Indeks WIG-banki spada dzisiaj o 0,8 proc., do 7316 pkt, najniższego poziomu od połowy lipca. Przez ostatnie 10 sesji stracił prawie 6,5 proc. Od początku roku stracił 14 proc., a od szczytu z połowy stycznia – o ponad 20 proc.
Wśród spadkowiczów są największe banki: PKO BP, które traci 2,1 proc. i kurs spadł do 38,78 zł (przez 10 sesji osunął się 8,2 proc.) oraz Pekao, którego akcje tanieją o 0,3 proc., do 101,85 zł. Zachowanie ich kursów w ostatnich latach i miesiącach było jednak diametralnie różne. PKO BP, jako największy i najbardziej płynny bank w Polsce, zyskiwał w obliczu napływów środków inwestorów zagranicznych na GPW, stawał się dla nich sposobem budowania ekspozycji na silną polską gospodarkę. Kurs akcji PKO BP rósł szczególnie w 2017 r. (aż o 47 proc.) także na fali oczekiwań podwyżek stóp procentowych, które jednak nie nastąpiły i kurs osłabiał się – podobnie jak innych banków – w tym roku. Z Pekao było odwrotnie – kurs spadał lub poruszał się w trendzie bocznym a wskaźniki wyceny banku żubrem w logo obniżały się (w PKO BP z kolei rosły i teraz to ten bank notowany jest z premią do swego konkurenta – przez lata było odwrotnie). Przez rok kurs akcji Pekao spadł o ponad 14 proc., do 102 zł za akcję, czyli poziomu najniższego od kilku lat.

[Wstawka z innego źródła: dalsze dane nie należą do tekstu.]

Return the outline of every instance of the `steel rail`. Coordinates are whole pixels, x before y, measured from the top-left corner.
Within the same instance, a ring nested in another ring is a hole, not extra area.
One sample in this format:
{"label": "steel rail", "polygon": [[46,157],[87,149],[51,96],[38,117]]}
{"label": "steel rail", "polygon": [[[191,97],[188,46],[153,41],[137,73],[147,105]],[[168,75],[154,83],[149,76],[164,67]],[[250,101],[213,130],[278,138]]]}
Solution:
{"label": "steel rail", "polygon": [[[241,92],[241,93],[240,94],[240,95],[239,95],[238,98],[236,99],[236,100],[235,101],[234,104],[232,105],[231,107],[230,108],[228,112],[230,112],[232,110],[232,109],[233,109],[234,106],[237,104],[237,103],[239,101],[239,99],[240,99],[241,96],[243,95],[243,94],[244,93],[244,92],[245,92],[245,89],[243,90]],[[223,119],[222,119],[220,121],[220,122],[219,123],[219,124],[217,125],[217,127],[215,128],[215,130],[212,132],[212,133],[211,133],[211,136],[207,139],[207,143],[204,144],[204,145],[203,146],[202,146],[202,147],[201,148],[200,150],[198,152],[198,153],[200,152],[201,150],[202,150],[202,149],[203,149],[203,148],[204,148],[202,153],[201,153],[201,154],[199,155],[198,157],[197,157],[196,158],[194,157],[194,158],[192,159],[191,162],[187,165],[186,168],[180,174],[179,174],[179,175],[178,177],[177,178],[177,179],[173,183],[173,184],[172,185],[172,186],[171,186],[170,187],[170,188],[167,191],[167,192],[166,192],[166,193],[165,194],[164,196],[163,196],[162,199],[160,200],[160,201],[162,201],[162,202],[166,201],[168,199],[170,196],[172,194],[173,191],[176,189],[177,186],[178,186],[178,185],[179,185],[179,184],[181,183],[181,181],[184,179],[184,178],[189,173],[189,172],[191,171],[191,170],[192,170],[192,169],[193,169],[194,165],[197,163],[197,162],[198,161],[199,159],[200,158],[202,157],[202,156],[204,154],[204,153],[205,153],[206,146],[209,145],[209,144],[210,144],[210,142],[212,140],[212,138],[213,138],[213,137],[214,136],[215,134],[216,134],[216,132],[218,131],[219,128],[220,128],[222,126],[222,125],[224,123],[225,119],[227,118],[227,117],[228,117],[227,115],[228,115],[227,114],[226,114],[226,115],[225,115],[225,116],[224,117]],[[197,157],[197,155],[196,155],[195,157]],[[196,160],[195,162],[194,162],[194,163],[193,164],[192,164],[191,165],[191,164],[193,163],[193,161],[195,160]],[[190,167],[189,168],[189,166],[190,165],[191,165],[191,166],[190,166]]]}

Stabilne są dziś notowania Santander Banku Polska (d. BZ WBK), które jednak od początku roku także straciły – 11,6 proc. Drugie półrocze nie będzie dla banku bardzo udane pod względem wyników ze względu na dodatkowe koszty wynikające z przejęcia podstawowej części Deutsche Banku Polska, ale mają być dobre w przyszłym roku. Pod presją są banki frankowe – mBank i Millennium – których akcje tanieją dziś odpowiednio o 0,6 proc. i 0,8 proc., ale spadki ich kursów przyśpieszyły w ostatnich sesjach. Jednak wskaźniki wycen wciąż – jak na banki mające spory udział hipotek frankowych – są wysokie i zdaniem ekspertów paradoksem jest, by mBank notowany był z premią wobec Pekao, który ma śladową wartość takich kredytów i wypłaca cały zysk na dywidendy oraz rozwija się szybciej. Różnica w wycenie jest spora - wskaźnik C/Z na podstawie prognoz na przyszły rok to 12,7 dla mBanku i tylko 10,9 dla Pekao. Także Millennium, najmocniej z giełdowych banków zaangażowanych w hipoteki walutowe i w ostatnich czterech latach nie wypłacający z tego powodu dywidend, jest droższy niż Pekao – jego wskaźnik C/Z na przyszły rok to 12,8.
Jednymi z niewielu zyskujących dziś banków są ING Bank Śląski i Alior, które ostatnio zostały mocniej przecenione niż inne. Ten pierwszy zyskuje dziś 1,8 proc. i za akcje płaci się 172 zł, jednak od styczniowego szczytu kurs spadł o 18 proc. i wyraźnie obniżyły się też wskaźniki wyceny tego piątego co do wielkości aktywów kredytodawcy w Polsce. Teraz notowany jest z C/Z na przyszły rok na poziomie 13,1, czyli nie jest już „najdroższym" bankiem – pałeczkę przejął Handlowy (14,1), nieznacznie wyżej wyceniane są też PKO BP i Santander Bank Polska (13,2 i 13,1).
Alior z kolei zyskuje dziś 0,5 proc., do 62,7 zł, kurs stracił od stycznia aż 29 proc. i wyłączając mające swoje problemy Getin Noble Bank oraz Idea Bank, kontrolowane przez Leszka Czarneckiego, jest to najtańszy obecnie bank na GPW. Wskaźnik C/Z na przyszły rok wynosi zaledwie 8,7, czyli jest wyraźnie niższy niż średnia dla dziewięciu banków na poziomie 12,4.